Ce que l'on voyait, nous, en tant que spectateur, c'était que le danseur doit se couler dans un moule au millimètre près, il n’a absolument pas le droit de s'éloigner de la forme, très très précise, mais il n'est pas très aidé par les explications nébuleuses de Dominique! en fait, soit le danseur sait copier à la perfection, soit il se dépatouillle comme il peut!
On est loin de la vision d’un Cranko qui laisse la personnalité du danseur épouser la ligne de danse ; là, c’était l’inverse. Le danseur doit abandonner sa personnalité pour faire très précisément une forme qui existe d’une façon immuable.On comprend que comme Dominique a créé ce rôle et le transmet maintenant, il soit particulièrement attaché à la précision des pas, du style, puisque Pina n’est plus là, et que c’est lui qui a repris la direction du ballet ; par fidèlité, il ne laisse pas les danseurs s’éloigner de la ligne ; sans doute craint-il que peu à peu le style de Pina se déforme, et que peu à peu il disparaisse. Il est celui qui conserve sa mémoire. Et il transmet avec cette précision d’horloger…
En tous cas, j'ai beaucoup aimé voir ces deux garçons, chacun avec leur personnalité très différente, endosser ce rôle d'Orphée. Les deux sont pareillement attachants. Stéphane Bullion avec son immense sensibilité « sur le fil », toute en retenue, Nicholas Paul avec cet abandon, ce don de soi total…
Mais je me dis que c'est quand même drôlement ingrat! Quand un mouvement doit être fait au millimètre près, mais sans savoir comment!

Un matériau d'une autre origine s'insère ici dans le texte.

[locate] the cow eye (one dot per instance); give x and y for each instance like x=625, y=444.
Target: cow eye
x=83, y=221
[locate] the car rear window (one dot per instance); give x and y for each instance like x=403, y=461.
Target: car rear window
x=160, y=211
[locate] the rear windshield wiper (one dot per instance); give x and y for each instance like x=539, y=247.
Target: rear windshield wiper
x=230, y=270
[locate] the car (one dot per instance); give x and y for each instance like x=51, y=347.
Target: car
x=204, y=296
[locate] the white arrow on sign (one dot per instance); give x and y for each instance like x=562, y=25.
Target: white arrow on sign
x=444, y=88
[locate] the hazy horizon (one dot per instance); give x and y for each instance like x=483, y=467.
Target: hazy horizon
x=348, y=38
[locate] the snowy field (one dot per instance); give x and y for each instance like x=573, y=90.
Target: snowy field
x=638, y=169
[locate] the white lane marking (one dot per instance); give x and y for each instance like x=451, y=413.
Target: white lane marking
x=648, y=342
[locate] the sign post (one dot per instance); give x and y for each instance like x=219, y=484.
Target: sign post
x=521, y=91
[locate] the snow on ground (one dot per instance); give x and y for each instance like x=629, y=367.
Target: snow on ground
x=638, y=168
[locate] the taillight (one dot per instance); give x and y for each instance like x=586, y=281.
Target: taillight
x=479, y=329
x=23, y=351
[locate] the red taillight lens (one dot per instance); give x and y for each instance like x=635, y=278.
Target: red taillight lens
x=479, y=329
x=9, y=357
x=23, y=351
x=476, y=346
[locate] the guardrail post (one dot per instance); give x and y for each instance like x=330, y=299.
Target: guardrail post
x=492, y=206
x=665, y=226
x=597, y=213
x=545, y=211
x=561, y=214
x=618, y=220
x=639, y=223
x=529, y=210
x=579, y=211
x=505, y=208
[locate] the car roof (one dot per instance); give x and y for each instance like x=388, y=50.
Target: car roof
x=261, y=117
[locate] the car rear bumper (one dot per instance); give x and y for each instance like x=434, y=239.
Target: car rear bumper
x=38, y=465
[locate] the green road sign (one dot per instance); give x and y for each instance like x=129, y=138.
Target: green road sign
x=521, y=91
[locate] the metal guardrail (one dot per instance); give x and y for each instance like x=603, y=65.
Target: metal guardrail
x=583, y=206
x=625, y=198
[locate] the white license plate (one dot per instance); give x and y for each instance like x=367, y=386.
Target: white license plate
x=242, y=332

Merci en tous cas à eux deux de s'être plié à cette répétition publique... exercice pas facile du tout!
et bravo!
ah oui, le public dans un élan a applaudi par un moment Nicholas
et là, regard furieux du Mercy, qui dit " ah, non, stop!!!!" ( et sans humour croyez moi!)
il aurait pu dire" ah, quel enthousiasme, c'est bien, mais vous savez nous sommes en plein travail"
là, il était évident qu'il fulminait de voir qu'on applaudissait quelque chose qui selon lui trahissait Pina....
je le comprends, Pina était une amie, et il a dansé auprès d'elle pendant plus de quarante ans ou presque
mais quand même!!!
cet enthousiasme, et bien, c'est un public qui est ému par Orphée, tout simplement.... donc par Pina!
encore bravo à Stéphane Bullion et à Nicholas Paul!